October 30, 2012
I have half of a pumpkin sitting in the fridge for a few days, and tonight seems to be a good night to use it up ( or parts of it anyways). When I came across this recipe I knew right away it will be the perfect one.
This dish is easy to make with very little chopping or cutting. The pumpkin adds a sweetness to the hot spicy red curry, which usually is a little too hot for me. The only thing I will change is to add the pumpkin the same time as the beef as the meat is a bit over cooked and too chewy.
Beef Curry with Pumpkin Recipe
Adapted from Thai Cooking Made Easy
Serves 4 | Prep Time: 8 minutes | Cook Time: 25 minutes
1 1/2 tablespoons vegetable oil
1 pack (1.76 ounce/50g) red curry paste (see picture below)

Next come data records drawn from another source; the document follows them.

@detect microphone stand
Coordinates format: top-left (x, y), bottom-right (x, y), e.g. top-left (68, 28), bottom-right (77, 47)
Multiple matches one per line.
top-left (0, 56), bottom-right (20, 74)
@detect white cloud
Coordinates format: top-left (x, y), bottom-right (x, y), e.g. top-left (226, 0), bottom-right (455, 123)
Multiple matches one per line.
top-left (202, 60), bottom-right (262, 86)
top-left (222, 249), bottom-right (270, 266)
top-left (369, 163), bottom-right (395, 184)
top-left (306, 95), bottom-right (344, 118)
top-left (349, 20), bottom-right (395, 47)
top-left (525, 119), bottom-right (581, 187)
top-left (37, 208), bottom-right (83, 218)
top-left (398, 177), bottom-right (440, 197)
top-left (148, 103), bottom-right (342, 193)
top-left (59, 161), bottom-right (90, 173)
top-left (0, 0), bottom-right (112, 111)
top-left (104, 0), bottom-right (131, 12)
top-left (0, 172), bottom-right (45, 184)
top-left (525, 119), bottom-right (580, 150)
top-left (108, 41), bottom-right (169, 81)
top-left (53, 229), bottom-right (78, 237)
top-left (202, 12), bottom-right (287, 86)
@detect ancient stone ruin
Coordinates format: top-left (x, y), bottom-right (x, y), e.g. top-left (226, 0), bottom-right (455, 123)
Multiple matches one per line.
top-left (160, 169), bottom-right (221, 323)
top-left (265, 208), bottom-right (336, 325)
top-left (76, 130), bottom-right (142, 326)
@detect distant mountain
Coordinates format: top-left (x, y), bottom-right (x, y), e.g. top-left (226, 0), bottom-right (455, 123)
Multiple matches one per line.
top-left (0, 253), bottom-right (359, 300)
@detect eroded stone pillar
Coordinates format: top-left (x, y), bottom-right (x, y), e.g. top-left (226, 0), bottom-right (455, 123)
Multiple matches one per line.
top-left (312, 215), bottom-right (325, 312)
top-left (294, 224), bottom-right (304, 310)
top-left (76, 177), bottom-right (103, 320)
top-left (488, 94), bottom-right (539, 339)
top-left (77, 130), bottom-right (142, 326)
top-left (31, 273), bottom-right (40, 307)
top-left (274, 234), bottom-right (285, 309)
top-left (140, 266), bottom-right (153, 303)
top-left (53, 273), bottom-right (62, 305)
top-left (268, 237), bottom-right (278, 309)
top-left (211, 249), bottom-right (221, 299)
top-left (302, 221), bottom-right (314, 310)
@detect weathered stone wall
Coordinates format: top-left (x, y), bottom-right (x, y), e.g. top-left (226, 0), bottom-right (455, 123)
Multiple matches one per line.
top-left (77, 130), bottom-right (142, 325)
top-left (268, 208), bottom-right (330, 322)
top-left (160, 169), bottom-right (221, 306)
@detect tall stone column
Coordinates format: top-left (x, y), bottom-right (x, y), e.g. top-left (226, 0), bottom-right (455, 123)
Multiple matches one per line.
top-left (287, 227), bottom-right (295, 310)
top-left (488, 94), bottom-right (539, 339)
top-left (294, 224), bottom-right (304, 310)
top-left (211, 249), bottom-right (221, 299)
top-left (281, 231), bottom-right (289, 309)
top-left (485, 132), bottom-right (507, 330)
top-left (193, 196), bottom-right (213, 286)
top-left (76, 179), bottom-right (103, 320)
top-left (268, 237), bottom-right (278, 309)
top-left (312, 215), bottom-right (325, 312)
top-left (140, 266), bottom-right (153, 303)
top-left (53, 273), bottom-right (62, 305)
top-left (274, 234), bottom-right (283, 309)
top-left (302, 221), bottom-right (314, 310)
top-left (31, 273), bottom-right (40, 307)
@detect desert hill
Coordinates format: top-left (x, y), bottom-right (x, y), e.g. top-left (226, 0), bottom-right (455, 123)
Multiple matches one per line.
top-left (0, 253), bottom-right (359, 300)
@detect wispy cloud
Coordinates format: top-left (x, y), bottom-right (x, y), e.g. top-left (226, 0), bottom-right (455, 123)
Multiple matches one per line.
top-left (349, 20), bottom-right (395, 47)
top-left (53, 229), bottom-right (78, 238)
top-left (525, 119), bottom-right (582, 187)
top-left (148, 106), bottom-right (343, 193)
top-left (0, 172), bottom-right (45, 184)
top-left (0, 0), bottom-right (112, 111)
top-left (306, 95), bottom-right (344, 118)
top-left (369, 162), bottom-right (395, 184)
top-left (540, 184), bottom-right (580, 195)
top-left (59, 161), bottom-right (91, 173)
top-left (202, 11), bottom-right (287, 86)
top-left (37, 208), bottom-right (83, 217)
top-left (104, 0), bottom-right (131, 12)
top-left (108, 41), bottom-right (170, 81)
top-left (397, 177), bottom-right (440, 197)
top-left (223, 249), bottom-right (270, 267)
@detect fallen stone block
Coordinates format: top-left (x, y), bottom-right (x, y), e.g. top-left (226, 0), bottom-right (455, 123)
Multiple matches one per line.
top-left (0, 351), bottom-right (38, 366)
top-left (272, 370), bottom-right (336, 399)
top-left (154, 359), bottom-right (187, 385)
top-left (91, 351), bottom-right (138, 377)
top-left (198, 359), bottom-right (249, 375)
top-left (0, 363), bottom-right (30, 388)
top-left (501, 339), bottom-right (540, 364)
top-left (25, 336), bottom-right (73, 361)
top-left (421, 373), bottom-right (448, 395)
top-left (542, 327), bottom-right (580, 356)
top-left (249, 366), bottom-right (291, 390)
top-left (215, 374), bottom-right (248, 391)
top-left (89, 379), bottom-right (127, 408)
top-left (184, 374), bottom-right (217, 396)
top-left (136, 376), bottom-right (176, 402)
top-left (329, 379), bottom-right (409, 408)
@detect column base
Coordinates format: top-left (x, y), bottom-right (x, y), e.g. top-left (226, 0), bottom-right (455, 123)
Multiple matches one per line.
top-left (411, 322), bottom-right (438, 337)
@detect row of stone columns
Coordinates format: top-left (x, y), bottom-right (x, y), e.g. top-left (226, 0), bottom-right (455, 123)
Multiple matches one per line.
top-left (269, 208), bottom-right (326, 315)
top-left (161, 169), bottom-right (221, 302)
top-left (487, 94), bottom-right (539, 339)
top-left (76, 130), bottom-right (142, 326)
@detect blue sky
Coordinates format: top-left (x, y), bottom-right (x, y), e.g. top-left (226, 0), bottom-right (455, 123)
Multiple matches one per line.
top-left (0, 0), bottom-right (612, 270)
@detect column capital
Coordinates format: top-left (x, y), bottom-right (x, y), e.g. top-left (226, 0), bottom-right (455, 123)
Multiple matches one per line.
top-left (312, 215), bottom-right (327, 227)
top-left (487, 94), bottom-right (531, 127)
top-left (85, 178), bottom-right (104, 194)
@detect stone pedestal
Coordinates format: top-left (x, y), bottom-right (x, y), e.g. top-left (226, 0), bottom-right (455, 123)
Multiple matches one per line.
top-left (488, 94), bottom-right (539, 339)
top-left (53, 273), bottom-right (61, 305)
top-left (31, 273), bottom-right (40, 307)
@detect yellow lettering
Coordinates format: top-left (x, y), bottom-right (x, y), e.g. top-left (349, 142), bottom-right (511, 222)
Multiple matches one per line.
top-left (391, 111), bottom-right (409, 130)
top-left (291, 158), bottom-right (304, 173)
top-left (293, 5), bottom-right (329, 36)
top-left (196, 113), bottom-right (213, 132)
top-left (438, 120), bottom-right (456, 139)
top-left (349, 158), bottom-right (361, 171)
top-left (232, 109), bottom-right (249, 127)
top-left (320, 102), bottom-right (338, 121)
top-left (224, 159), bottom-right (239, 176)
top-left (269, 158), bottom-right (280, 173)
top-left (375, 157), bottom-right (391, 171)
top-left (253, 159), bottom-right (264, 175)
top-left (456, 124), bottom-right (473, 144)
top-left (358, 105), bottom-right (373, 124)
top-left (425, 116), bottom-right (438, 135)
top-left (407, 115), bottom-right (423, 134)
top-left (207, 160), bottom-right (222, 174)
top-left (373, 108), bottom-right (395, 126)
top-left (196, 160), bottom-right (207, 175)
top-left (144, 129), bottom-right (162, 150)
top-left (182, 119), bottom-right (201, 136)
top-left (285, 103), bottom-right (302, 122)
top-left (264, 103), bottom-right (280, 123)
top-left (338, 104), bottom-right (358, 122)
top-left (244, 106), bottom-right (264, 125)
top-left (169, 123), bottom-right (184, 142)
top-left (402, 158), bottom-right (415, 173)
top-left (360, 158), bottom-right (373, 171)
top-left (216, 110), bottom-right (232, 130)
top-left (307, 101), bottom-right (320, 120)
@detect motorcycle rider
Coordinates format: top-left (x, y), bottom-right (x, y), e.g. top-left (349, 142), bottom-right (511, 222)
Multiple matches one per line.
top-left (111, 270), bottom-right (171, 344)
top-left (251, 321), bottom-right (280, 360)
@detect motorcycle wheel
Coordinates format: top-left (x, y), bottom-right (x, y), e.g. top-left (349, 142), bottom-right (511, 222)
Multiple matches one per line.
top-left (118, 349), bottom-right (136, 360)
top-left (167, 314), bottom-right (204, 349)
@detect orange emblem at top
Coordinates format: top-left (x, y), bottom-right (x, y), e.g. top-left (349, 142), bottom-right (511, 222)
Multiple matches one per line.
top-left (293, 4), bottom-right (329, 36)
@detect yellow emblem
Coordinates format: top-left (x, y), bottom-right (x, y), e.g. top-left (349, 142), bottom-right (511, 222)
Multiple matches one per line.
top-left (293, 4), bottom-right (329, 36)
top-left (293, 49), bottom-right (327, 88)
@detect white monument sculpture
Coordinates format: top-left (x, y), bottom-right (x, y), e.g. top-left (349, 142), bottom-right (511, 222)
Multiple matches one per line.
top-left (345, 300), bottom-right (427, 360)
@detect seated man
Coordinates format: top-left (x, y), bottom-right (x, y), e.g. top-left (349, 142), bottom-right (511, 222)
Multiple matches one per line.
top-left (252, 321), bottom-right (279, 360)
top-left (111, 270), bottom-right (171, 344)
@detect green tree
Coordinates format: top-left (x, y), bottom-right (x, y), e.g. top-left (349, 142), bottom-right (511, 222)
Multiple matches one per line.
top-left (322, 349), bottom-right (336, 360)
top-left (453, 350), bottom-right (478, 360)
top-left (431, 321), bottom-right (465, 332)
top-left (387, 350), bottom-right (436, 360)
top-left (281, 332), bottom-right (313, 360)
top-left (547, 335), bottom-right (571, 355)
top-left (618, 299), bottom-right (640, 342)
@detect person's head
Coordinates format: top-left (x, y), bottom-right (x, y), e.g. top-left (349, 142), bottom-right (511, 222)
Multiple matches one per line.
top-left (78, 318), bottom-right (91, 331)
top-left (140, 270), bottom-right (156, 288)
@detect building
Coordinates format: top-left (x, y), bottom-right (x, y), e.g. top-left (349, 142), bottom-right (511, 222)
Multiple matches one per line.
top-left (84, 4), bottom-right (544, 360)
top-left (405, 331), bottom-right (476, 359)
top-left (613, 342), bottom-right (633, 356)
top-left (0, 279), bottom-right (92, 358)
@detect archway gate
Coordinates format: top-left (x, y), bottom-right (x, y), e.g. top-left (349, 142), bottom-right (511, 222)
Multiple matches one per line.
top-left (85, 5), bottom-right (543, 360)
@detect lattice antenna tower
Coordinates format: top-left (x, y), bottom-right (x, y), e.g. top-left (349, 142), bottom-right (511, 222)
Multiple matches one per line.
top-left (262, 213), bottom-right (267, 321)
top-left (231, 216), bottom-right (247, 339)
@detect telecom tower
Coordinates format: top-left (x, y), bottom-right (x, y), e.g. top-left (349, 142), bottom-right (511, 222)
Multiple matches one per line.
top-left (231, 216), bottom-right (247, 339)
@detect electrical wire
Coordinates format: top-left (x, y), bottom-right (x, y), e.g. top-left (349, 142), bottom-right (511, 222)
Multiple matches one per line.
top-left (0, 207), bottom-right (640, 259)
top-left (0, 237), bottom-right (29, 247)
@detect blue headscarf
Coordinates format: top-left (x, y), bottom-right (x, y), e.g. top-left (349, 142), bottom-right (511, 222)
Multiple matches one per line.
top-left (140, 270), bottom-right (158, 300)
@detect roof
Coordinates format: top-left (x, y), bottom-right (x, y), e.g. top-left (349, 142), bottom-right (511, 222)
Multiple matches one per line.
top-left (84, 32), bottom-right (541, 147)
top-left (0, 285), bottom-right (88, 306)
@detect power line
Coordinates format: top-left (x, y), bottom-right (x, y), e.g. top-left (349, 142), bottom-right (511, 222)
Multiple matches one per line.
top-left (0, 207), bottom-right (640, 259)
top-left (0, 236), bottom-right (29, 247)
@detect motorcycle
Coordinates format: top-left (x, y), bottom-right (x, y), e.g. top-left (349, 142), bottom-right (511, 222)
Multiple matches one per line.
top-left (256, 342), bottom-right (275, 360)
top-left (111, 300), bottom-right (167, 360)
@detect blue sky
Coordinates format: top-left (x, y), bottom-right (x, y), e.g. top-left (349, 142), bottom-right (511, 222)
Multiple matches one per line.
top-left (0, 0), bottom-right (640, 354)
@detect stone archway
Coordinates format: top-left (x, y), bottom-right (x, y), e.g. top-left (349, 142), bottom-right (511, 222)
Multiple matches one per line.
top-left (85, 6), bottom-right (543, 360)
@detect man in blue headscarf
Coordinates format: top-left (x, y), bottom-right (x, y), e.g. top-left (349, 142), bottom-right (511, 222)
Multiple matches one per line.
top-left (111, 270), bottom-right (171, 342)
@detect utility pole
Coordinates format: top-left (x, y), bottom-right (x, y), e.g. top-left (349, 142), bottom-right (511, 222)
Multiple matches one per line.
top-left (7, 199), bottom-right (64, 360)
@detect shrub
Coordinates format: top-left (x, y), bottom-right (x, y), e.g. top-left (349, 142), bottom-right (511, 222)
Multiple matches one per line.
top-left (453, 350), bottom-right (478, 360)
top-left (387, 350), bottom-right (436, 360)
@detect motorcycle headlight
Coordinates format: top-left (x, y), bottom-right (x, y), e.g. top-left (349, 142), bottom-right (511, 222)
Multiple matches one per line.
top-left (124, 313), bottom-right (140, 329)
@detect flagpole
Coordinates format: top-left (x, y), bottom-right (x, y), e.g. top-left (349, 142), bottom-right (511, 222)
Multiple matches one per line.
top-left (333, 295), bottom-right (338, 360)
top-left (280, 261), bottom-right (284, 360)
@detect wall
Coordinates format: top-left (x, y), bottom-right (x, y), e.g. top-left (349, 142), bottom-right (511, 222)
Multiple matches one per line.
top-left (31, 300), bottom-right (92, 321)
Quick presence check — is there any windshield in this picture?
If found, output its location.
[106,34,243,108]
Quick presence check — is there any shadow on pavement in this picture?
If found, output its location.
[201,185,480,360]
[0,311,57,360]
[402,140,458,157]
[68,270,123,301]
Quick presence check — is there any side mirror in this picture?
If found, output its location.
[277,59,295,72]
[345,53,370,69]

4 tablespoons plus 1 1/2 cups (350ml) coconut milk
1 pound beef, sliced thinly
1 1/2 tablespoons fish sauce
1 teaspoon sugar
1/4 teaspoon paprika powder
6 kaffir lime leaves
1 1/2 cups cubed pumpkin or Kabocha pumpkin
In a small bowl, mix together the vegetable oil, red curry paste and 4 tablespoons coconut milk. Stir-fry the red curry paste mixture in a wok over medium heat until fragrant.
Add the beef and give a quick toss. Let it cook for about 1 minute and then add in the 1 1/2 cups coconut milk, fish sauce, sugar, paprika powder and kaffir leaves. Stir to mix.
Bring to a boil and then reduce the heat. Cook for 8-10 minutes. Add the pumpkin and cook for another 4-5 minutes. Serve with rice.